Pauline felt the wind rising, carrying the smell of fresh earth and rain. It rose, higher and higher, starting to whistle. Whistling higher, becoming a keening cry.

Once or twice more, the Doctor had said. Pauline felt the breeze move through her, strong and grand, and she knew this was the crisis, the last ripple, the seventh wave. Time was sorting itself out once and for all.

History rolled on. The Shaker village grew and declined, the Shakers growing older, fewer and fewer joining the sect. There were no children, no-one to carry on their torch.

At last the village was empty. The houses were torn down, the furniture sold. The field was cleared. A great road was built, and cars roared through the space where East house had once been.

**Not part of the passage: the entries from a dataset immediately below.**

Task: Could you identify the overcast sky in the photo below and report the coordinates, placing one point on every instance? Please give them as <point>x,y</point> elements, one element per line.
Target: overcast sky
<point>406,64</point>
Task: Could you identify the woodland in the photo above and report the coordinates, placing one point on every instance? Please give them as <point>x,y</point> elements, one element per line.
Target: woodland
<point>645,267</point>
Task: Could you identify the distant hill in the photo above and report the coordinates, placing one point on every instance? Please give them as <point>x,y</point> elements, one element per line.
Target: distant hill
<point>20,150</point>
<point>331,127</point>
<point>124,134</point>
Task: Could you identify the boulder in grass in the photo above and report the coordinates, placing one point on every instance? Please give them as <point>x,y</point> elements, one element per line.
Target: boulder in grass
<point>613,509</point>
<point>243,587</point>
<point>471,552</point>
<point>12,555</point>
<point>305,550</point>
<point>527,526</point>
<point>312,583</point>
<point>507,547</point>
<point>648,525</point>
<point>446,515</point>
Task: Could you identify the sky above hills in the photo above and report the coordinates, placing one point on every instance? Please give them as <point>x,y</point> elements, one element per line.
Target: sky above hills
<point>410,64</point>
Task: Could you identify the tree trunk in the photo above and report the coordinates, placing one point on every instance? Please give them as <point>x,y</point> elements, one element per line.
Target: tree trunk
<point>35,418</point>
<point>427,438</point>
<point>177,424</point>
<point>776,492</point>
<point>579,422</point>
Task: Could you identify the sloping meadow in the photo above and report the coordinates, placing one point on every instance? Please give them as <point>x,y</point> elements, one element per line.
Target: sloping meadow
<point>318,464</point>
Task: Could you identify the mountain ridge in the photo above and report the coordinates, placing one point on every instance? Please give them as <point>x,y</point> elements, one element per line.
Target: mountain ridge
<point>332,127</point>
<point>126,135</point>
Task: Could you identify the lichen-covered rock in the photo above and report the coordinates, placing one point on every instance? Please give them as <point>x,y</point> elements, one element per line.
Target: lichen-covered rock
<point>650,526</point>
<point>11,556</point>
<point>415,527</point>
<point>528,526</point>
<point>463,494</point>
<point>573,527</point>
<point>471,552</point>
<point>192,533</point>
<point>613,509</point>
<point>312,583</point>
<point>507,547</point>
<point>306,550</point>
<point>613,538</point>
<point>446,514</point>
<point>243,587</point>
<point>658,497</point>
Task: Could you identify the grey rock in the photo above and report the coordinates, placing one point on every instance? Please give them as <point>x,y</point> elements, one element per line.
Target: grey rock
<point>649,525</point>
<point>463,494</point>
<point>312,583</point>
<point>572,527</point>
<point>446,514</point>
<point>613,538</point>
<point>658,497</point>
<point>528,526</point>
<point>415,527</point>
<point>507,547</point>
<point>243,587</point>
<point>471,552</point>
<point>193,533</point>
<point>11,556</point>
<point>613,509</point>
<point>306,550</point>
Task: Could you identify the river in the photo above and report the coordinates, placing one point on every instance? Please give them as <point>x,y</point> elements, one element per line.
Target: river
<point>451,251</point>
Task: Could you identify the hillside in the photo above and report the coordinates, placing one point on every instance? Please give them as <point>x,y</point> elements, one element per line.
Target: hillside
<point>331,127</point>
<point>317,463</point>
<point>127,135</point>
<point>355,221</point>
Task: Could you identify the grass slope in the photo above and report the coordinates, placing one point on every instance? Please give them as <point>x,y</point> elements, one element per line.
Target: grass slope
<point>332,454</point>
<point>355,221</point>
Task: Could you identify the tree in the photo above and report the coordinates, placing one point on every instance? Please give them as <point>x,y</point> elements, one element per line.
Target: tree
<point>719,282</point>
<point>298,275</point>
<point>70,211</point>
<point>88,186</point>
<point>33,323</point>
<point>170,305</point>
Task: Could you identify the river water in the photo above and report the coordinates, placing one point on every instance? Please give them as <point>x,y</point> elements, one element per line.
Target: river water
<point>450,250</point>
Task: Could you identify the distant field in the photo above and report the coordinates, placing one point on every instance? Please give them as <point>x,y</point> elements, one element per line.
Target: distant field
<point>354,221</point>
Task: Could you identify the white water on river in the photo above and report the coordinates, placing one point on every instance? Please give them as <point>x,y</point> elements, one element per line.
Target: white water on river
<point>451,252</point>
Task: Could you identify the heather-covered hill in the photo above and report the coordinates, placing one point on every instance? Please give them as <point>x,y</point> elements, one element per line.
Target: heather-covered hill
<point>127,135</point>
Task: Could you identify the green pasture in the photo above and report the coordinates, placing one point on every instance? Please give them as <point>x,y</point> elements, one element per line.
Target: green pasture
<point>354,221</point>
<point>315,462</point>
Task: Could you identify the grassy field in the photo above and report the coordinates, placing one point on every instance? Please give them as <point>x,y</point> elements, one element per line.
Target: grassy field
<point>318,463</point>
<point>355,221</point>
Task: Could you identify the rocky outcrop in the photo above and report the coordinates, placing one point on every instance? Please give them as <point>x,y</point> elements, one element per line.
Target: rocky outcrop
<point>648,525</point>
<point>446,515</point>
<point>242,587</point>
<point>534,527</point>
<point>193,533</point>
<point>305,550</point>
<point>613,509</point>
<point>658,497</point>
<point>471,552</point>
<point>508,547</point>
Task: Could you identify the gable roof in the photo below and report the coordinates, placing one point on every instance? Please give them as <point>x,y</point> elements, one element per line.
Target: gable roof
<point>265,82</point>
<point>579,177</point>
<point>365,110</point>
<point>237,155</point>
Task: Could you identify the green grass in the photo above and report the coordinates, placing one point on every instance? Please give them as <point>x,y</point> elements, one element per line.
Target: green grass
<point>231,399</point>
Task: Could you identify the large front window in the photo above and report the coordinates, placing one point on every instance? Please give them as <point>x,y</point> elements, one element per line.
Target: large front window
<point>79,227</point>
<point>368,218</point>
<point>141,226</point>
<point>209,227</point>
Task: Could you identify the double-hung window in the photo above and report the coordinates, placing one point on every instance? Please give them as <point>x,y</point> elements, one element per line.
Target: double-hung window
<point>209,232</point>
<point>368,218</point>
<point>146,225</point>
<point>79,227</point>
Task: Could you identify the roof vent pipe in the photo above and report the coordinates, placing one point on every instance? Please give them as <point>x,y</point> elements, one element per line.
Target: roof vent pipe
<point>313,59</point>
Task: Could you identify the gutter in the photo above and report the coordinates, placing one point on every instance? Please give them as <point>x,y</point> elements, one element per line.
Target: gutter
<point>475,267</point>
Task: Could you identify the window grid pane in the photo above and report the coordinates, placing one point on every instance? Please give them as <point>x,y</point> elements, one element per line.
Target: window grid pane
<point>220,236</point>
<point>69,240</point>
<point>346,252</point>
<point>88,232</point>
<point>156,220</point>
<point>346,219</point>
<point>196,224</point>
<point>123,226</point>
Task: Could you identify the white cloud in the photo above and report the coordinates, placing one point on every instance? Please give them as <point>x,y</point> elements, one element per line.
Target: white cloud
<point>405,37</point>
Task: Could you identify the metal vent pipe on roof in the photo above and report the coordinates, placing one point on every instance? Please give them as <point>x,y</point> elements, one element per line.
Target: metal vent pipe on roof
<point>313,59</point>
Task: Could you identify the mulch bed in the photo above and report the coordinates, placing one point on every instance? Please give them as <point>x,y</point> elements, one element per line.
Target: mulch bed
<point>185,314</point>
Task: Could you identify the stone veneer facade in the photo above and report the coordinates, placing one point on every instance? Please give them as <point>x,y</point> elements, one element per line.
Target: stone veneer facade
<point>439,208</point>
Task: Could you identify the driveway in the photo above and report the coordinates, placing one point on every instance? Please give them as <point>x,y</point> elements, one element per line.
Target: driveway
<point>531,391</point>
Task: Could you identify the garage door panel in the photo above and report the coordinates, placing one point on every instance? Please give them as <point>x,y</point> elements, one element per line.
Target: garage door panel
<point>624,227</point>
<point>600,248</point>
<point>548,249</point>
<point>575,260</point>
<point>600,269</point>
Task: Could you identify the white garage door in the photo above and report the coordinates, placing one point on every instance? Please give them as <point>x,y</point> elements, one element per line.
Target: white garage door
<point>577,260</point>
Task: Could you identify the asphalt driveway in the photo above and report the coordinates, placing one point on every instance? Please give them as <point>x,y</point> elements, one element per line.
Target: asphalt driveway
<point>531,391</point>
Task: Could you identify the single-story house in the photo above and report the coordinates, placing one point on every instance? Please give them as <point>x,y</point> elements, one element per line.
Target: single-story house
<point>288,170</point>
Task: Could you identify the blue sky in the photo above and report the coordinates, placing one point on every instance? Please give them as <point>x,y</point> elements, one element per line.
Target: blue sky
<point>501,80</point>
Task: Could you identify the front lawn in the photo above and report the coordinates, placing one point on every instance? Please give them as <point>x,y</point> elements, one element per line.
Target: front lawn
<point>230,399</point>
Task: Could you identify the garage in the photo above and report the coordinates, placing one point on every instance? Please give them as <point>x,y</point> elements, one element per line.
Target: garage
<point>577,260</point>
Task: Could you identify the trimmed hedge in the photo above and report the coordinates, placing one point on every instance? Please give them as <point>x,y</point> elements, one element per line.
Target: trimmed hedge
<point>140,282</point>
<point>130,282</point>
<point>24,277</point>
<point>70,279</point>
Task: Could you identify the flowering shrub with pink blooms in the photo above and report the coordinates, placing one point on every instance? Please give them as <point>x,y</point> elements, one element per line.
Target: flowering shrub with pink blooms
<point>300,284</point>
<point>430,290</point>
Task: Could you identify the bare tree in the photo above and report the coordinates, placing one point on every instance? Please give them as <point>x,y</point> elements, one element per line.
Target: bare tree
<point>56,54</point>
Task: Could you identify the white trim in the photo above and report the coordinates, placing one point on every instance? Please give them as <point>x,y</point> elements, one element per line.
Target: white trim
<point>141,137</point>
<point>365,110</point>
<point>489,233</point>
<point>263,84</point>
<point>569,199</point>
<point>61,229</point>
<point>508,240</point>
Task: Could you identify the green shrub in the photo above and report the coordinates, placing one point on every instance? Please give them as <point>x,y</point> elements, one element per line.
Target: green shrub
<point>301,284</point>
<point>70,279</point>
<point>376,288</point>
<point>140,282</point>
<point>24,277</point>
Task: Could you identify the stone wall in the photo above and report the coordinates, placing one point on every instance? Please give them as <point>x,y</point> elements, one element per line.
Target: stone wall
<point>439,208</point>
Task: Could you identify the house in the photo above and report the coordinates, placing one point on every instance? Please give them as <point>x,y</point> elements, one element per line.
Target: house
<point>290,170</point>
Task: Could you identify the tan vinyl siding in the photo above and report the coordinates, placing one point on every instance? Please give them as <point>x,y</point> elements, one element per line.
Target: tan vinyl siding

There were no Shakers. There were no more Shakers anywhere. Their great experiment had failed, would fail.

And yet -- and yet--

And yet they had existed for a little time. Peace and perfection had existed for a little time. In that sense, they had succeeded. She felt the quiet, holy time of the Shakers blowing through her. It would have to be enough.

And then she saw a figure, borne on the wind, fingers tangled tightly in Time's long hair. The wind howled, hot rain started to pour.

The Doctor pushed himself to his knees, breathing hard. The rain struck his hair and shoulders, and he looked up to the sky, letting the warm water splash into his face. He was free of his coffin.

The wind was dying away to nothing. Time was satisfied. It was resting.

"An excellent solution," said the Master. "And, I think, the only possible one. Now I trust you have some sense of what it's like to escape from the inescapable."

The Doctor was too exhausted to answer. Pauline found herself able to move again, and she went to the Time Lord, helping him to his feet.

Halliwell snatched up his shovel, lip curling, ready for murder. But the Master restrained him with a look.

"Now the task is finished," he said.